Vilevolodon jaw, pectoral and ankle issues

Vilevolodon diplomylos (Luo et al. 2017; Jurassic, 160 mya; Figs. 1–5) was originally considered a relative of the Jurassic porcupine, Maiopatagium and then the pre-mammal, Haramiyavia.

Figure 1. Vilevolodon in situ, plate, counterplate, original drawing, DGS color, and restored manus and pes. Note the gliding membrane (patagium) and fur.

Figure 1. Vilevolodon in situ, plate, counterplate, original drawing, DGS color, and restored manus and pes. Note the gliding membrane (patagium) and fur.

Here flying squirrel mimic Vilevolodon
nests with the Jurassic squirrel-like multituberculate, Shenshou. According to Luo et al., tiny middle ear bones fail to develop here (Fig. 2). Rather these bones remain as post-dentary jaw bones. True, but in the scheme of things, balanced against a larger suite of synapomorphies, this is an atavism (= reversal). Jaw and ankle trait misinterpretations (see below) caused Meng et al. 2017 to consider Vilevolodon a pre-mammal. Rather it is a derived mammal with an odd throw-back ear region for reasons currently unknown.

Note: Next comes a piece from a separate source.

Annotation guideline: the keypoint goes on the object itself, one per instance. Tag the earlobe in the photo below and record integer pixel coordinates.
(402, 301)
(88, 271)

Figure 1. Basal mammals and Vilevolodon as figured by Meng et al. Note in the other taxa the two jaw joints are nearly coincident. Not so in Vilevolodon.

Figure 2. Basal mammal (Morganucodon), pre-mammal (Yanoconodon) and Vilevolodon (rodent) as figured by Meng et al. Note in the other taxa the two jaw joints are nearly coincident and side-by-side. Not so in Vilevolodon where substantial distance separates the two putative jaw joints.

Where is the jaw joint?
Most basal mammals (and many pre-mammals) have a large dentary bone that includes a 1. large coronoid process, 2. a large articular process and 3. a large retro process posteroventrally.  Vilevolodon (Fig. 1) lacks #2, but originally the huge retro process was considered the articular process. Tiny posterior jaw bones were purported to arise from a medio-ventral trough (Figs 2, 3). In all other mammals of this grade (like Morganucodon and Yanoconodon, Fig. 2) the two articular surfaces are next to each other. That’s not the case in the Vilevolodon where the two purported articulations are far apart.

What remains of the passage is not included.